Hey !
Pouf, chapitre. (Un jour je retrouverai un rythme régulier. Un jour. Ou alors le travail et les projets originaux ont définitivement pris le pas sur le reste de ma vie. Oups.)
Merci à Ya pour sa relecture !
Ce qui n'a pas changé
Julian
.
— Garde la monnaie, je te dis !
— Tatie, c'est tout ce qu'il te reste pour finir le mois.
— J'ai de quoi en tenir deux avec tout ce que vous m'avez mis dans le frigo.
Julian soupire. Le bruit des bracelets de sa tante, qui tintent chaque fois qu'elle agite la main, lui perce les oreiles. Il meurt d'envie d'attraper sa main pour le faire cesser. Pourquoi est-ce qu'elle doit toujours bouger quand elle parle ? Elle ne pourrait pas juste rester tranquille, pour une fois ? Merde.

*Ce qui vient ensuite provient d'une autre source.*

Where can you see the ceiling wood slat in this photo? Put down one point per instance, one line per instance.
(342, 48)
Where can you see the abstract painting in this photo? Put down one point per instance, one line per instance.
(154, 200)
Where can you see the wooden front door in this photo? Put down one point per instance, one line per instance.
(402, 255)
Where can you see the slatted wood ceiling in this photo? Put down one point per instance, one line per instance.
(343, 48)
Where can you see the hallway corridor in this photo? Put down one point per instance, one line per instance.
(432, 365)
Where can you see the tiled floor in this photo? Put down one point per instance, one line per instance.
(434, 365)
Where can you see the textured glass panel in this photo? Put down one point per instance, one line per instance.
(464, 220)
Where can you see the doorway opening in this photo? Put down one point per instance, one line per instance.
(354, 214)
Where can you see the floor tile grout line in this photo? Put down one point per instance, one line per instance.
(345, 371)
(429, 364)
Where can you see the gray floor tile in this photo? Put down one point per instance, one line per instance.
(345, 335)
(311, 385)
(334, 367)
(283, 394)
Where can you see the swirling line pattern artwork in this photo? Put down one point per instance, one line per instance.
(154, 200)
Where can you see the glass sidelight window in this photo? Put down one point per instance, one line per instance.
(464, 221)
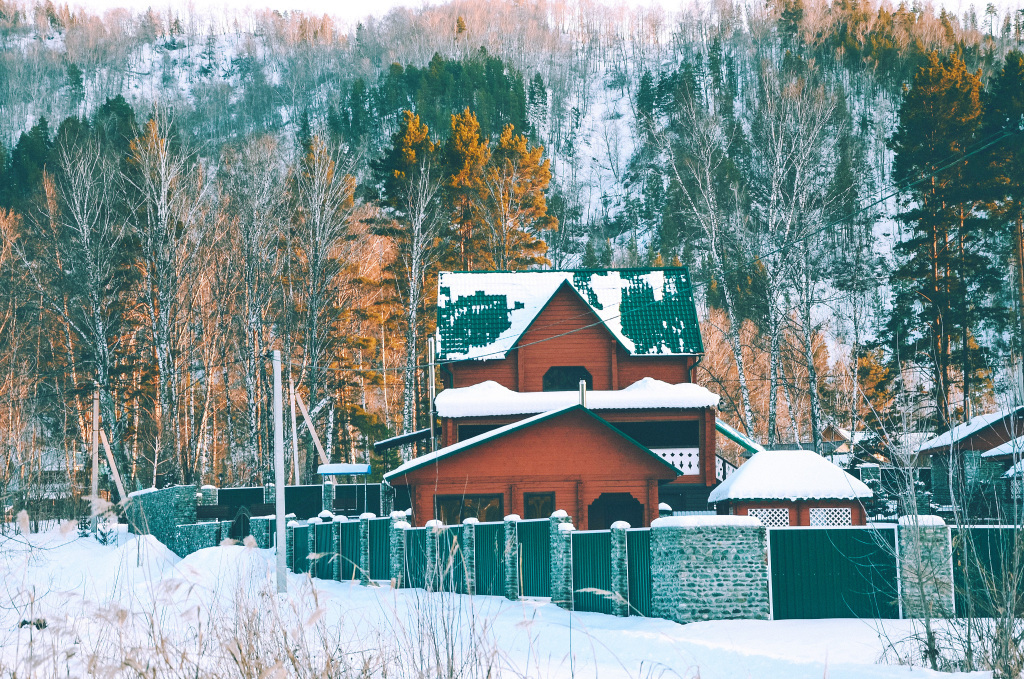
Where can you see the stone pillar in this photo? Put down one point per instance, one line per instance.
(431, 580)
(209, 495)
(620, 575)
(926, 566)
(397, 550)
(328, 497)
(561, 559)
(365, 547)
(469, 553)
(709, 567)
(512, 557)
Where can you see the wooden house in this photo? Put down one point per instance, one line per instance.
(793, 487)
(519, 435)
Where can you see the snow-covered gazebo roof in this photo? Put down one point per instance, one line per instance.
(790, 475)
(650, 311)
(491, 398)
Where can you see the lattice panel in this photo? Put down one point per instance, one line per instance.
(832, 516)
(776, 517)
(687, 460)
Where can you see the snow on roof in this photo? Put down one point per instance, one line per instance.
(1014, 447)
(962, 431)
(788, 475)
(481, 314)
(501, 431)
(489, 398)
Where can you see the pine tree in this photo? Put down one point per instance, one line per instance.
(945, 274)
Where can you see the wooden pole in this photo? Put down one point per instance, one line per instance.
(95, 461)
(279, 475)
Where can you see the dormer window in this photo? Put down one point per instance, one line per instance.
(566, 378)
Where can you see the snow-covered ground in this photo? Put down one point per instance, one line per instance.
(136, 609)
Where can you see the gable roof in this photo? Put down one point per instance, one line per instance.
(972, 426)
(463, 446)
(790, 475)
(491, 398)
(482, 314)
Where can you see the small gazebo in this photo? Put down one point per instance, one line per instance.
(793, 487)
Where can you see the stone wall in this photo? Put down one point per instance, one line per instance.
(194, 537)
(160, 512)
(926, 567)
(711, 569)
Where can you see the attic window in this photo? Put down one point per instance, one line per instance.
(566, 378)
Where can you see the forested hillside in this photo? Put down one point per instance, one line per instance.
(180, 195)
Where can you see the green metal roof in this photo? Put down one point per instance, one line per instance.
(650, 311)
(449, 451)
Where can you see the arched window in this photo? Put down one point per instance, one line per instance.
(566, 378)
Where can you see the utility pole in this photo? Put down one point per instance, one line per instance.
(295, 433)
(95, 461)
(279, 475)
(431, 358)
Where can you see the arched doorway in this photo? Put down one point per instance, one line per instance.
(611, 507)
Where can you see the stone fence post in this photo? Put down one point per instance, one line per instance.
(926, 566)
(709, 567)
(469, 553)
(512, 557)
(209, 495)
(365, 547)
(620, 575)
(561, 559)
(327, 498)
(431, 581)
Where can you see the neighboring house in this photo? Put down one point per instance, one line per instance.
(519, 435)
(971, 461)
(793, 487)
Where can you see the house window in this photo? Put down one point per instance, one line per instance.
(538, 505)
(832, 516)
(566, 378)
(453, 509)
(774, 517)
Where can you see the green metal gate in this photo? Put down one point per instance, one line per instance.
(416, 558)
(491, 558)
(535, 557)
(592, 570)
(300, 549)
(323, 566)
(380, 549)
(348, 550)
(983, 557)
(638, 570)
(833, 573)
(451, 560)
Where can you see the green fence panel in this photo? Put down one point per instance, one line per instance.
(983, 556)
(380, 549)
(348, 550)
(638, 570)
(592, 570)
(535, 557)
(416, 558)
(300, 549)
(451, 561)
(491, 558)
(834, 573)
(323, 566)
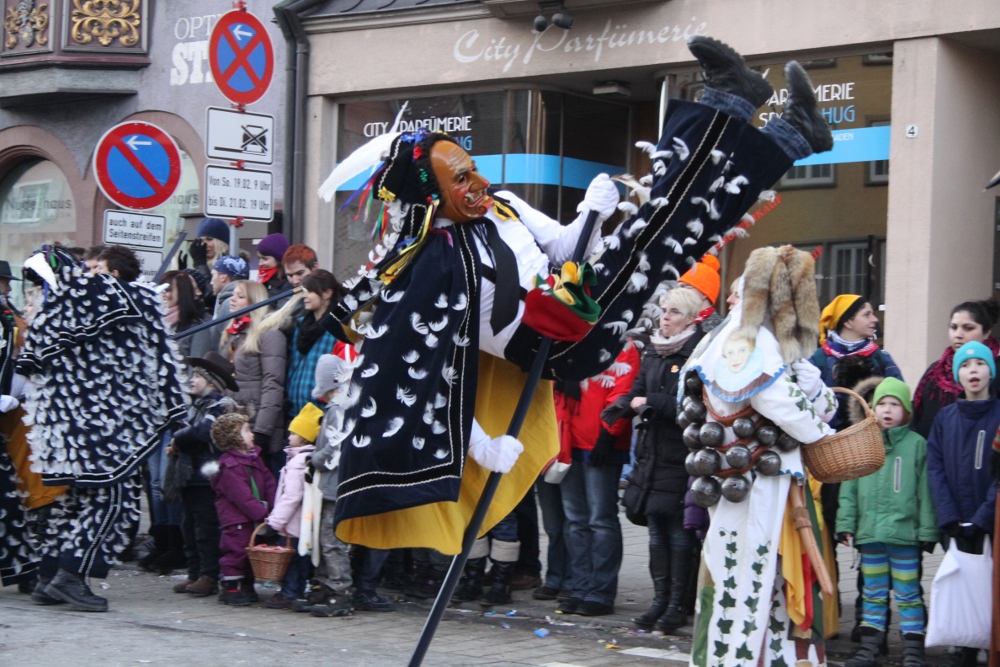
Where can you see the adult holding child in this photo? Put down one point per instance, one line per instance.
(969, 321)
(259, 356)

Frustré, Ilya ravale sa colère. Le travail. C'est la faute au travail, tout ça. Après huit heures passées derrière une caisse, il n'a plus aucune patience.
— J'ai retrouvé du taf, Ilya lance, comme si ça justifiait son refus.

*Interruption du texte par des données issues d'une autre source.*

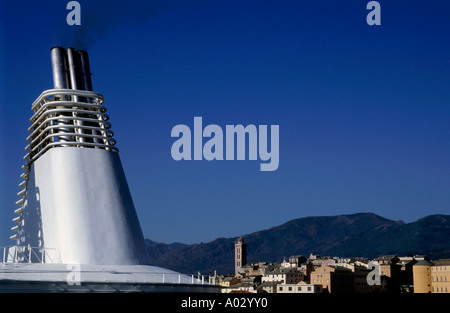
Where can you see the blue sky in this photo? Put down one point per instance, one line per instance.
(363, 110)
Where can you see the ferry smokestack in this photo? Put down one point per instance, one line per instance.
(60, 69)
(85, 70)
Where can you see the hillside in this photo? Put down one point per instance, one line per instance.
(362, 234)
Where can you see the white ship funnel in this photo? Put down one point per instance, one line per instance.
(75, 198)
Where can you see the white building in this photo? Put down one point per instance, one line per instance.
(284, 276)
(301, 287)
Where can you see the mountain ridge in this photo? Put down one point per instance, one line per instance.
(364, 234)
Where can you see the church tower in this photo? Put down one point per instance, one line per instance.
(240, 254)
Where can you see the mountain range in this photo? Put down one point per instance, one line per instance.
(354, 235)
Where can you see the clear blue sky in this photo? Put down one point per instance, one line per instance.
(363, 110)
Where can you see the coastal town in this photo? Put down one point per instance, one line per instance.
(332, 274)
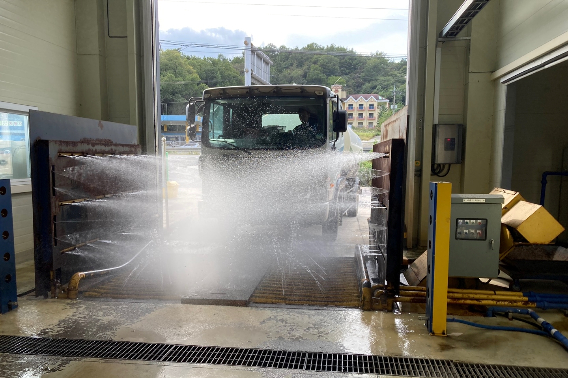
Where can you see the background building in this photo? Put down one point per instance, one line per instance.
(363, 109)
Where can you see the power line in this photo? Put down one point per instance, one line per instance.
(186, 45)
(281, 5)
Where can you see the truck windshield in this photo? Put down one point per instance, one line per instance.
(265, 123)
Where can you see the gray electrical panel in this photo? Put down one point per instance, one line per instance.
(475, 230)
(448, 144)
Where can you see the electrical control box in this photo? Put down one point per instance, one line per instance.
(448, 144)
(475, 230)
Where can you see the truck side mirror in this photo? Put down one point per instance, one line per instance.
(339, 121)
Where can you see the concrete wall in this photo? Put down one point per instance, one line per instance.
(540, 134)
(67, 57)
(38, 67)
(38, 63)
(504, 36)
(526, 25)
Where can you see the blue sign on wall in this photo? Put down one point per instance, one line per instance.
(13, 127)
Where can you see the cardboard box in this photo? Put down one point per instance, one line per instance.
(533, 222)
(511, 198)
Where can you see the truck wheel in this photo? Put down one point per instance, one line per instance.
(353, 209)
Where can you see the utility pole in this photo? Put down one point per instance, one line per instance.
(248, 58)
(394, 96)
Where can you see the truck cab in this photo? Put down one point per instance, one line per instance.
(268, 155)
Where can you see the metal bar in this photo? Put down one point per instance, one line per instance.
(164, 182)
(73, 287)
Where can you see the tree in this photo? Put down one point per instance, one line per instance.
(178, 80)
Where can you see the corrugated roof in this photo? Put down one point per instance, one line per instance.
(366, 97)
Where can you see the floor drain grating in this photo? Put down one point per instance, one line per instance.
(277, 359)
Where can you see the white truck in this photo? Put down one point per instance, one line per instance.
(273, 154)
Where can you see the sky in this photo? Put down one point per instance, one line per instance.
(220, 26)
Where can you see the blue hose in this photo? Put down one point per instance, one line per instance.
(499, 328)
(543, 323)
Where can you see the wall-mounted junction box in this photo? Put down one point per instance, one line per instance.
(475, 230)
(448, 144)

Il file dans la cuisine ranger les dernières courses qu'il a faites. La glace au fond du congélo, les pâtes dans le placard à réserve et les sauces dans la porte du frigo. Et ces petits pains italiens bizarres qui craquent sous la dent, qu'elle adore. Il lui en met quelques-uns dans un bol avant de le ramener devant le canapé.
— Oh, tu les as trouvés ! Tu es adorable.
— De rien.
Il fait des efforts pour rester poli, mais ça lui griffe le bout des mains, cette envie de gigoter. De grogner. Il voudrait se relever pour faire les cent pas, mais- Oh, tant pis, ce n'est pas sa tante qui va l'engueuler. À nouveau droit sur ses gambettes, le rouquin trottine droit vers la fenêtre.

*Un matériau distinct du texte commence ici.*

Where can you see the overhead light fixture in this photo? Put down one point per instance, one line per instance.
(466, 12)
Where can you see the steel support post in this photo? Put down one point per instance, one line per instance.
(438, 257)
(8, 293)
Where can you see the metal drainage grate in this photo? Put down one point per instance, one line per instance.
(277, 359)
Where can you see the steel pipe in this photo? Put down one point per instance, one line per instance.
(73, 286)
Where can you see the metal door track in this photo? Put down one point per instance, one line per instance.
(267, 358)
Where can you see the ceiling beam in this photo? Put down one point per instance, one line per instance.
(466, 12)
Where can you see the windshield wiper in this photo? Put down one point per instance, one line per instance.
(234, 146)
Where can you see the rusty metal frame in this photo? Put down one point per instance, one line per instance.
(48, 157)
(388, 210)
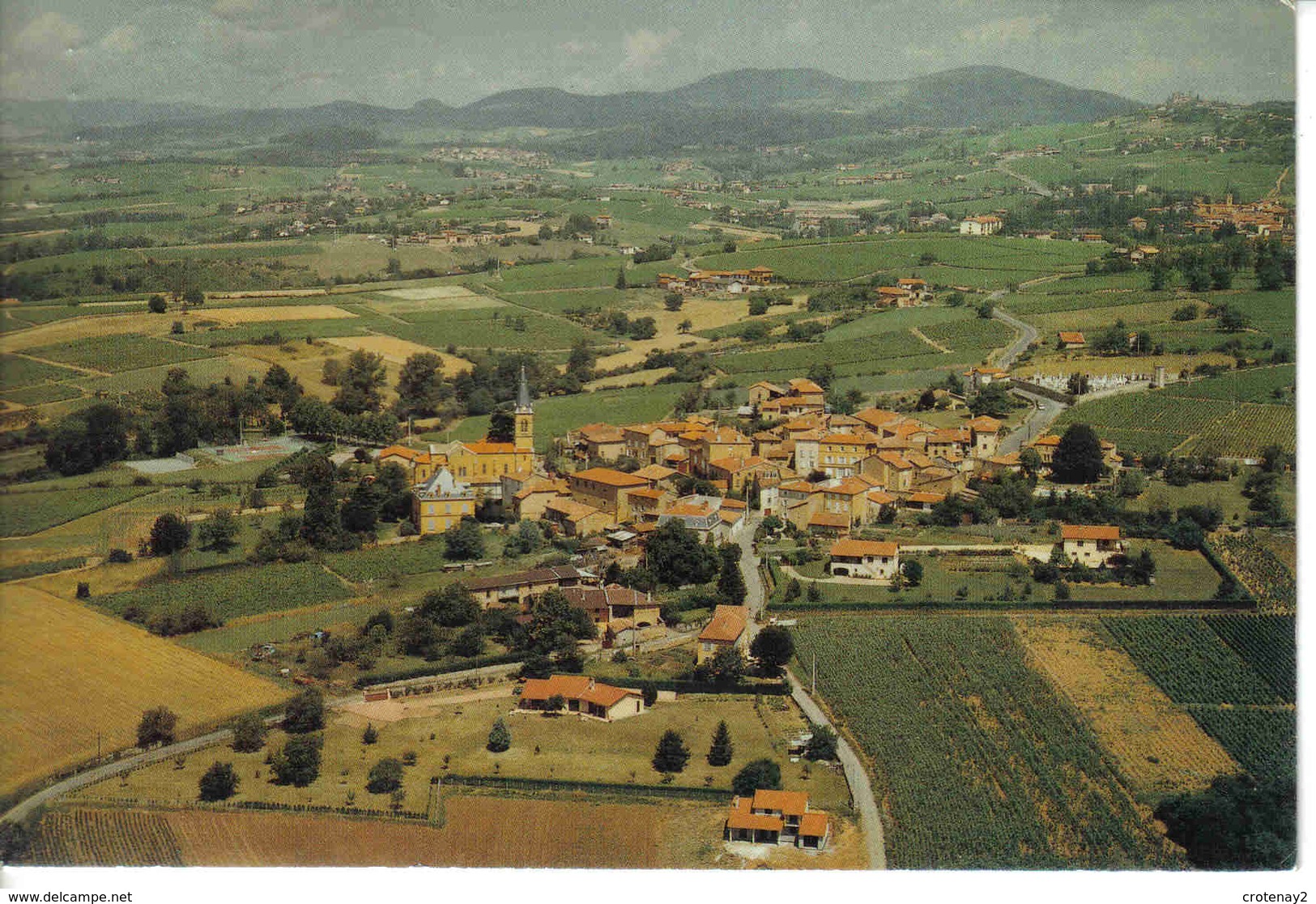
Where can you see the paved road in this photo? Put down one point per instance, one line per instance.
(1033, 185)
(861, 791)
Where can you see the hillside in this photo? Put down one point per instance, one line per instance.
(743, 107)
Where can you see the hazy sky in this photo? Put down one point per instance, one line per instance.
(265, 53)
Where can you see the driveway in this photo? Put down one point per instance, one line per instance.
(861, 790)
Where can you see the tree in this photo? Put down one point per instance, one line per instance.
(773, 648)
(219, 782)
(248, 733)
(722, 750)
(823, 744)
(305, 712)
(170, 535)
(157, 727)
(677, 558)
(671, 754)
(500, 739)
(730, 582)
(1078, 457)
(463, 541)
(87, 440)
(298, 762)
(219, 532)
(912, 573)
(758, 774)
(361, 382)
(385, 777)
(1240, 823)
(420, 385)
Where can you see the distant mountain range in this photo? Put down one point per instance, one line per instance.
(743, 109)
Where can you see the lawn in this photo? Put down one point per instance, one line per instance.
(120, 353)
(569, 749)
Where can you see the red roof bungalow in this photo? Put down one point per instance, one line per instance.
(778, 817)
(582, 695)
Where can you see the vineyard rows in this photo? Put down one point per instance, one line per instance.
(1189, 661)
(982, 765)
(1263, 741)
(96, 837)
(1269, 644)
(1263, 573)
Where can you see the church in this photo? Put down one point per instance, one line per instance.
(453, 478)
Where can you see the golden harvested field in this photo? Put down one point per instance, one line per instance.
(480, 830)
(231, 316)
(396, 352)
(71, 672)
(83, 328)
(1052, 366)
(564, 748)
(1158, 746)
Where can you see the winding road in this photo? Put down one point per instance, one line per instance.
(856, 775)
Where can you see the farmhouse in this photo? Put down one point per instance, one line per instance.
(520, 588)
(865, 558)
(441, 503)
(726, 629)
(986, 225)
(582, 695)
(1092, 545)
(778, 817)
(615, 607)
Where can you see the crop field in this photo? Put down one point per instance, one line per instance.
(1267, 577)
(1263, 741)
(120, 353)
(105, 837)
(1160, 748)
(1256, 385)
(65, 662)
(238, 591)
(1189, 661)
(1269, 644)
(17, 371)
(557, 415)
(25, 511)
(979, 762)
(479, 832)
(1145, 421)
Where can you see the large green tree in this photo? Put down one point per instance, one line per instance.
(420, 385)
(1078, 457)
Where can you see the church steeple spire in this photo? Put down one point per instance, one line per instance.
(522, 394)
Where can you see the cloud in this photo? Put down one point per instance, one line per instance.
(122, 40)
(1006, 31)
(645, 48)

— Le doc t'a dit quelque chose, pour la rémission ?
— Arrête, je n'ai pas envie de parler de ça maintenant. Déjà que je ne te vois pas souvent…
Ce n'est pas un reproche. Julian le sait. Mais ça pique fort, parce qu'il sait qu'elle a raison. Et en même temps, il trouve ce non reproche injuste.
— Et ton petit copain du moment ? Comment ça se passe avec lui ? sa tante reprend.
Iel. Ilya le pense. Il n'arrive pas à pousser les mots hors de ses lèvres. De toute façon, Tasya ne comprendrait pas. Et il ne se sent pas l'énergie de lui expliquer. S'il commence, elle va poser des questions indiscrètes sur Asra, du genre qu'il aimerait s'éviter.
Après coup, il se souvient qu'elle le connait déjà. Il l'a invité plusieurs fois, au lycée. Raison de plus pour ne rien dire.
— Ça se passe, il répond.
— Ça, c'est pas bon signe.
Il inspire.
— Ça se passe bien tata. C'est juste… Nouveau.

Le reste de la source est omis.